Jusqu'ici l'administration a refusé de revenir sur sa position, un jugement du tribunal administratif lui ayant donné raison.
Un tel refus qui, en droit, s'explique, dans les faits manque de régularité.
Le dossier est toujours à l'étude (affaire n° 80.1594).
- En Mai 1974, l'intéressée demande à bénéficier de l'I.V.D. Après une abondante correspondance, elle se voit, en Janvier 1977, opposer un refus, au motif qu'elle reste usufruitière d'une "parcelle de subsistance " supérieure aux 80 ares admis.
Elle régularise sa situation, transmet l'attestation du notaire dès le mois de Juillet 1977.
Sa demande restant sans réponse, elle adresse un rappel et l'administration l'invite alors à transmettre l'acte authentique d'usufruit, ce qu'elle fait.
C'est pour se voir informer, en septembre 1978, par la commission des structures agricoles, qu'il n'est pas possible de revenir sur la première décision de refus, un trop long délai séparant l'envoi des pièces justificatives de la demande initiale (formulée en mai 1974) !
Le refus étant indiscutablement abusif, le ministre de l'agriculture a accepté, dès l'intervention du Médiateur, d'accorder satisfaction à l'intéressée (n° 79.0892)
Le thème des réclamations n'a pas varié par rapport à ce qui avait été dit par le Médiateur dans son rapport de 1979.
Les demandes d'obtention de la carte de combattant et de reconnaissance du titre de déporté ou de résistant continuent à parvenir, ces titres permettant en effet, depuis 1973, de bénéficier d'une pension (civile) de retraite par anticipation.
Les conditions exigées pour se voir reconnaître ces titres sont strictes et le Médiateur n'a pas toujours les moyens techniques de vérifier si ces conditions sont remplies ou non.
Un problème se pose à l'occasion de l'examen de certaines de ces réclamations : l'intervention nécessaire du ministère de la Défense pour la validation des services de résistant.

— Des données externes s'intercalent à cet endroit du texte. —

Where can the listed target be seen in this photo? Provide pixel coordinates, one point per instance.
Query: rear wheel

Il arrive que les deux départements ministériels concernés (Anciens Combattants et Défense) n'adoptent pas les mêmes critères d'appréciation, ce qui n'est pas toujours bien compris des administrés.
Ainsi dans une affaire où le ministère de la Défense a refusé l'homologation comme blessures de guerre, de blessures subies pendant la Résistance, alors que le secrétariat aux Anciens Combattants a pris en compte, pour la délivrance de la carte de combattant volontaire de la Résistance, la période au cours de laquelle l'intéressé avait été blessé (78 3009).

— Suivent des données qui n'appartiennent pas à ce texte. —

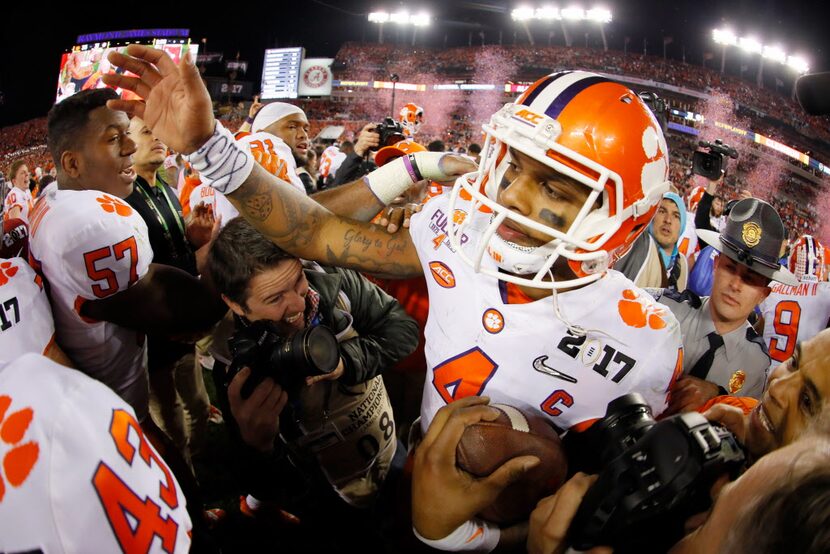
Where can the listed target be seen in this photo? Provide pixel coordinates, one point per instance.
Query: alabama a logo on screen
(315, 76)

Les demandes relatives à l'attribution ou à la révision d'une pension d'invalidité constituent le second thème des réclamations transmises en cette matière. Elles posent pour beaucoup, et de manière particulièrement aiguë, le problème des preuves : preuves exigées, mais la plupart du temps impossibles à apporter.
A l'examen des requêtes, il semble que l'administration devrait faire preuve d'une plus grande souplesse en exigeant des preuves moins formelles, ce qui éviterait aux intéressés un sentiment d'amertume souvent bien compréhensible.
Un troisième problème demeure mal résolu, celui de l'appréciation de la situation des étrangers devenus Français après la dernière guerre mondiale.
L'intervention du Médiateur a permis que soient maintenant pris en compte les services accomplis dans les armées alliées pendant les campagnes de guerre 1939-1945 par les étrangers ayant par la suite acquis la nationalité française, sous réserve que les intéressés aient servi dans une unité combattante (article 16 de la loi n° 78.753 du 17 juillet 1978, portant diverses mesures d'amélioration des relations entre l'Administration et le public et diverses dispositions d'ordre administratif, social et fiscal).
Tous les problèmes sont cependant loin d'être résolus.
Par exemple :
- La modification susvisée concerne les droits à pension de retraite, mais non les pensions militaires d'invalidité, celles-ci ne pouvant être attribuées qu'aux étrangers qui ont servi dans l'armée française ou dans l'armée d'un pays allié ayant signé une convention de réciprocité avec la France (n° 79 2838).
- Pour pouvoir prétendre à une pension, il est indispensable que la victime civile directe et ses ayants cause aient la nationalité française à la date du fait dommageable et non pas seulement à la date de leur demande (80.2036).
- Il existe, aussi, des situations exceptionnelles qui ne peuvent être réglées qu'en équité. Un exemple : une réclamante qui avait été internée en France pendant la guerre de 1940 parce qu'elle était d'origine israélite, demande à être indemnisée.
De nationalité belge au moment de la guerre, elle est devenue française en 1946.
La Belgique lui refuse toute indemnité en invoquant son actuelle nationalité française. Les autorités françaises invoquent sa nationalité belge au moment des faits pour lui opposer un refus. Quant aux autorités allemandes, elles font valoir qu'elles se sont libérées de leur dette en versant aux Etats belge et français des sommes destinées à indemniser les victimes des persécutions nazies.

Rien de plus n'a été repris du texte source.